Four strangers meet at the top of a tower block one New Year's eve when they've all gone there with the idea of killing themselves. After they start talking, they all decide they can't actually go through with it, and go down again. But they're connected now, and the book follows their individual and collective progress following the fateful night.
After no new Hornby novel since "How to be Good" (which I really rated) in 2001, I was really looking forward to this. But I found it disappointing.

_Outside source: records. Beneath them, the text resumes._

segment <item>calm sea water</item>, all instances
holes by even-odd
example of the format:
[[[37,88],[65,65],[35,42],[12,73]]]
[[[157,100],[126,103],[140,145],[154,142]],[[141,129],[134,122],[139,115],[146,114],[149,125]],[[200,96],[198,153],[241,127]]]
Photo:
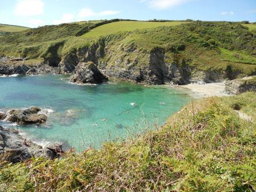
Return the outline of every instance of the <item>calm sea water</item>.
[[[81,86],[61,75],[0,78],[0,110],[34,106],[50,113],[45,125],[0,125],[18,129],[39,144],[61,142],[81,151],[162,125],[190,99],[163,86],[123,82]]]

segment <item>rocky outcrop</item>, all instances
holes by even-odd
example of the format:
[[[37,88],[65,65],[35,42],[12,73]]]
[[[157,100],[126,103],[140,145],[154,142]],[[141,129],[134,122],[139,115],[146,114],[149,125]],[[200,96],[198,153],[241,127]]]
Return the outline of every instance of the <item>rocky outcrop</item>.
[[[0,65],[0,74],[10,75],[13,74],[25,75],[29,70],[26,65]]]
[[[64,58],[64,61],[59,64],[59,73],[69,74],[74,72],[79,62],[78,58],[76,55],[73,53],[68,54]]]
[[[70,78],[70,82],[77,83],[96,84],[106,82],[107,80],[91,62],[79,63],[75,67],[75,74]]]
[[[43,148],[24,139],[18,131],[0,126],[0,163],[17,163],[33,157],[53,159],[59,155],[58,151],[63,152],[61,144],[49,144]]]
[[[31,107],[25,110],[13,110],[9,112],[7,121],[17,123],[19,125],[30,124],[44,124],[47,117],[46,115],[38,114],[41,109]]]
[[[247,91],[256,91],[256,76],[227,81],[225,84],[225,91],[230,94],[237,94]]]
[[[7,117],[7,115],[5,113],[0,113],[0,120],[5,119]]]

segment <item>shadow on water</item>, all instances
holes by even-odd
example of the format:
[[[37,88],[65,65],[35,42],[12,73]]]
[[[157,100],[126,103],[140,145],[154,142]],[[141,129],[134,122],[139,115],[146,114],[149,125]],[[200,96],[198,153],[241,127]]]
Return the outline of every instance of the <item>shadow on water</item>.
[[[38,94],[27,93],[25,92],[14,92],[6,95],[5,99],[12,100],[39,100],[43,99],[43,98]]]

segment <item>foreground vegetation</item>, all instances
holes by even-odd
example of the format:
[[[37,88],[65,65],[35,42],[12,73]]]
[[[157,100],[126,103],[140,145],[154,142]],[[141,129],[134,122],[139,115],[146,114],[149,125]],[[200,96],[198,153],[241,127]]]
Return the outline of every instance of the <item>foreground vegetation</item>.
[[[256,94],[193,101],[161,129],[99,150],[6,165],[2,191],[254,191]],[[239,107],[238,107],[239,106]]]

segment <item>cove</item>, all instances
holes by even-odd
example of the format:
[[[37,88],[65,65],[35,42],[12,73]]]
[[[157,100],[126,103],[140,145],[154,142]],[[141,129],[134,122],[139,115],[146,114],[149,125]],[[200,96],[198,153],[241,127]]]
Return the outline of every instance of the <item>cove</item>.
[[[186,92],[166,86],[115,81],[82,86],[69,79],[51,74],[0,78],[0,111],[34,106],[49,113],[45,125],[3,121],[0,125],[18,129],[43,146],[61,142],[81,151],[161,126],[191,99]]]

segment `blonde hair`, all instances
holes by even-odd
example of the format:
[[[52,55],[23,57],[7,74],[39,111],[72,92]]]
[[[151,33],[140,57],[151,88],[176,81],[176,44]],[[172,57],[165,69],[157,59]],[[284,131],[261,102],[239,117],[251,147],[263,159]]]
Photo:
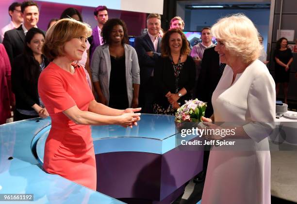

In HtbG, Hornby used a female protagonist, and I think that he got some criticism for that, although it wasn't something that I found awkward or stilted. In this book, the story is told by each of the four would-be suicides, with smallish (two or three page) sections told in the first person by each one. And I don't think this worked. The characters were different, but there wasn't really enough of them to get your teeth into. Maybe it would have been better if the book had been in four distinct parts: the swift chopping and changing perspectives were part of the problem. But I think better still would have been if he'd just used one narrator; maybe that wouldn't have been such an interesting technical challenge for him but I think that would have been a better book.
As it was, I didn't really feel much sympathy with any of the characters (maybe that was partly intentional), and wasn't really that bothered about what happened to them. He obviously wanted to make them distinct, and so they all had quite different reasons for wanting to end their lives, and different social backgrounds, etc., but it was as if each one's problems negated, or de-emphasised, the impact of the others.
There were occasional funny bits, but nothing particularly poignant (which I think was a characteristic of the first two books) or insightful (which I did think HtbG was). So, I don't think I'd bother reading it again. Although I did think the end was good, in an unresolved sort of way. Now, where's my old copy of "How to be Good"?